A Past Edition Of
The New Orleans Menu Daily
By Tom Fitzmorris
New Orleans French Bread (Almost)
The French bread we eat around New Orleans, from the small loaves that come out with the oysters Rockefeller at Antoine's to the long loaves that enclose gravy-saturated roast beef at Mother's, is a unique loaf. There's nothing quite like it anywhere else. Certainly not in France, where the bread may look the same from a distance but has a much denser texture and t thicker crust.
What distinguishes New Orleans French bread is the lightness of both the crust and the interior. A classic New Orleans French bread has large air pockets inside, with tendrils of baked dough stretching across them. And a light, thin crust that's so fragile that it easily shatters into hundreds of little shards when you break it.
I've been told by the old bread bakers that this style of bread can only be gotten by using the special yeasts they employ, along with ovens whose humidity is kept high by pipes spraying a fine mist of water inside at intervals. Whatever creates that texture, I have been unable to duplicate it at home. Nor have I seen any other baker in a restaurant accomplish it.
I haven't given up yet, but I haven't hit the mark yet, either. However, I did manage to make four loaves of what my guests and I thought was a very good French bread for Thanksgiving.
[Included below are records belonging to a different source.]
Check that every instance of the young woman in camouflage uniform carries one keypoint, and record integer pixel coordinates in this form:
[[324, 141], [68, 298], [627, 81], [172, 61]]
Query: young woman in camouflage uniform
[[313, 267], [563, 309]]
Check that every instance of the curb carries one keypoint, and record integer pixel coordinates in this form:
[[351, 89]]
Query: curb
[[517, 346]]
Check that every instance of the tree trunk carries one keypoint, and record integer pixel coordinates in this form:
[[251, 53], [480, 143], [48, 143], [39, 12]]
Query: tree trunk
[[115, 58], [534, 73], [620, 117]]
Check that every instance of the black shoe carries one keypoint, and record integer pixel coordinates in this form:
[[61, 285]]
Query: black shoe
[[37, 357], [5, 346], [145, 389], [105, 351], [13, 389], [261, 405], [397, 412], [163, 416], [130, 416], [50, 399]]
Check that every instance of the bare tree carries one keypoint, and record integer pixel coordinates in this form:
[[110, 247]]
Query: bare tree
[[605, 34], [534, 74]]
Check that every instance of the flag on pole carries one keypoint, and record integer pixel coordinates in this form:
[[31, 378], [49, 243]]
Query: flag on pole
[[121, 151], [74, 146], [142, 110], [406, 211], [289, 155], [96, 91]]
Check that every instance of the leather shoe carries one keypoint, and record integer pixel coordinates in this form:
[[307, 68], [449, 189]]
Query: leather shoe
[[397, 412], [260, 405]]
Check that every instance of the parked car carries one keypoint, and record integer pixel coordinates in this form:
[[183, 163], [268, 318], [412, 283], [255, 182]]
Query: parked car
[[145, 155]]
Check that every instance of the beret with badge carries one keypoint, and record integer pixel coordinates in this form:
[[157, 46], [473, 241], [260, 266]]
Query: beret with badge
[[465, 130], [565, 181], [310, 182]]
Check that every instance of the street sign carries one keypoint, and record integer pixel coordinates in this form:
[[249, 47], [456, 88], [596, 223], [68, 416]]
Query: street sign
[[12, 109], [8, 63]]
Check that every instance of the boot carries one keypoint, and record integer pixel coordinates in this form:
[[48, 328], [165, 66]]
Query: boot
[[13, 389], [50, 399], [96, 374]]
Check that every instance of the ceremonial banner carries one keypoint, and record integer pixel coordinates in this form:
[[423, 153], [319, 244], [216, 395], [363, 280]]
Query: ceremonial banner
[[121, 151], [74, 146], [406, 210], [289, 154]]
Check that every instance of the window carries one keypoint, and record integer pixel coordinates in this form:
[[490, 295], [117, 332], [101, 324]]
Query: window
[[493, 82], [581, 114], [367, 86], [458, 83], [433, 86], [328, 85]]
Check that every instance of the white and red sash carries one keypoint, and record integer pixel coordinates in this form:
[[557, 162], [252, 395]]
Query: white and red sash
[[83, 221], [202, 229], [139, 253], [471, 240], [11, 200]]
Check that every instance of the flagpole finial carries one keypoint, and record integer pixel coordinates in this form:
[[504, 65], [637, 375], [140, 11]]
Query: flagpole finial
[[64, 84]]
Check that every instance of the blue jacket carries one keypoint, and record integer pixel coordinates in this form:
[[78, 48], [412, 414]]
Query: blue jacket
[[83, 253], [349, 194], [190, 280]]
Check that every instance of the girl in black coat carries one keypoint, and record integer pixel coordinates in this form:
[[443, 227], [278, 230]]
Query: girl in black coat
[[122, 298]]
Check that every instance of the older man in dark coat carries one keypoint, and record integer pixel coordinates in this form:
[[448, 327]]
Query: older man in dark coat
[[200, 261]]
It took two days to make it (most of that was spent waiting for it to rise, but aside from paying close attention it wasn't hard. The easy part: only three ingredients!
You do need one odd tool: a clean spray bottle filled with drinkable water.
You can do this in a pile on the countertop, but it's much easier with a big mixer like a Kitchenaid. That's what I base these instructions upon.
2. Fit the whisk attachment on the mixer and turn it on the lowest speed. Slowly add four cups of flour (a quarter-cup at a time), whisking it into the yeast water until blended before adding more flour.
3. Fit the dough hook on the mixer. Sprinkle the salt into the dough and run the mixer about two minutes. Then speed the mixer up to about 3 or 4 and resume adding the flour, continuing at the rate of a quarter-cup at a time, and allowing the flour to blend in thoroughly before adding more. Incorporate all the remaining flour, except for the last quarter-cup. (Reserve that.) Run the mixer until the dough ball cleans the side of the bowl. (You might have to pull the dough off and drop it to the bottom of the bowl if it gets tangled in the hook.)
4. It should take a total of about 25-30 minutes to add all the flour and knead the dough. It should come out smooth and damp but not sticky. Form it into a ball.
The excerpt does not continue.